Morgan Buehler is President/Chief Avocado Oil & Collagen Enthusiast of Primal Kitchen. A self-proclaimed kook from the Midwest, she’s obsessed with surfing, chapstick, and going to the farmers market.
Tell us a little bit about you, Morgan Buehler, and what you do
I grew up in Chicago and migrated west to school at University of Colorado got an accounting degree. I spent about nine months in the continental Denver and was so bored that I quit to go be a waitress for the summer at my resort northern Wisconsin.
I moved to South America from there doing research for a political author.
I could work from wherever and I didn’t make very much money but I made enough money to live in South America. A six month trip turned into a two and a half year trip from Argentina all the way up to Mexico. I spent 300 hours on a bus over the first nine months. I learned how to surf and fluently speak in Spanish.
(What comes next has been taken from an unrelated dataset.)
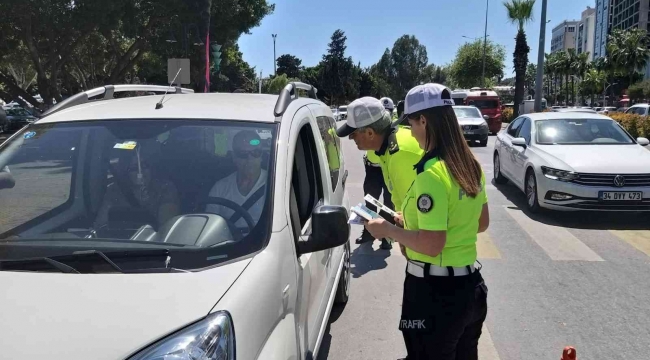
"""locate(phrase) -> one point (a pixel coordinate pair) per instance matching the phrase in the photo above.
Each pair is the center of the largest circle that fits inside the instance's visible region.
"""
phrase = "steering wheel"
(238, 210)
I moved out to California and I started working for Kavita running marketing for them. We sponsored one of his retreats called Primal calm. I didn’t have to go but I wanted to meet Mark and network with him. I went and then ended up getting Mark and his wife Carrie a ride home to the hotel they were staying in. We just hit it off and a couple months later I had left Kavita and I was consulting. Mark called and said “hey I’m looking for someone to help me launch a food business, can you sit down and chat?” So pretty much from that day on I was a consultant.
I was doing a lot of like marketing competitive analysis and go-to market strategy. I came on full time like a year later and it’s just been up and up since then.
Can you tell us about Primal Kitchen?
Mark Sisson has been building the primal brand for the last 10 years. He has a really, really interesting background. He started blogging before blogging was cool and doing Paleo before paleo was cool. He didn’t really get healthy until his 40s and he had some issues with grains and came across the paleo diet. Then developed essentially his own interpretation of it, called the primal diet. And he wrote a book The Primal Blueprint so he’s been educating people on health and wellness for years.
He decided he wanted to bring some some food products into the world. Food can get pretty boring, it’s all about the sauces, dressings, and toppings. If you go to lunch with Mark, it’s always extra sauce on the side. He was a bit jaded by the lack of healthy fat options as it relates to salad dressing on the market because everything has soy bean, canola oil, and high fructose corn syrup. That’s when Primal Kitchen was born. We launched last year with avocado oil mayonnaise. The product really just took off.
What’s been your most proud moment with Primal Kitchen?
We had a month where we broke a million in sales and that was kind of huge.
Overcoming some of our challenges like there were days we couldn’t make our mayonnaise because we had a little bit of an avocado oil shortage.
With a manufacturer is you reserve time on the line and if you don’t have the raw material, you go to the back of the line. You can’t get back on line four to six weeks. So its a bit detrimental because if your product is out on the shelf at Whole Foods and one of your competitors literally walk in the front door and puts their products when you’re battling for shelf space it’s not good.
We couldn’t make mayo, we had certification issues and it was gut wrenching and probably most stressful three months of my life. We had the run scheduled for Monday and I had actually gotten engaged the day before. That morning I ignored Mark’s calls because I wanted to tell him in person. He walked in and I said “We’re running our mayo and I’m engaged!” I was literally crying, I was so happy to just have product. I think that was the pinnacle moment for me and Mark.
We were like hugging in the office, screaming and freaking out. Just one of those kinds of moments that I love because it’s your proud moment and also a disappointing moment leading up to that event.
Can you share one thing that you want our customers and our followers to know about you that you think they don’t know?
People think because we’re so loud on social media and we have followers, that we’re huge. We’re just a small team of people trying to do right in the food industry. We’re doing the best we can over here.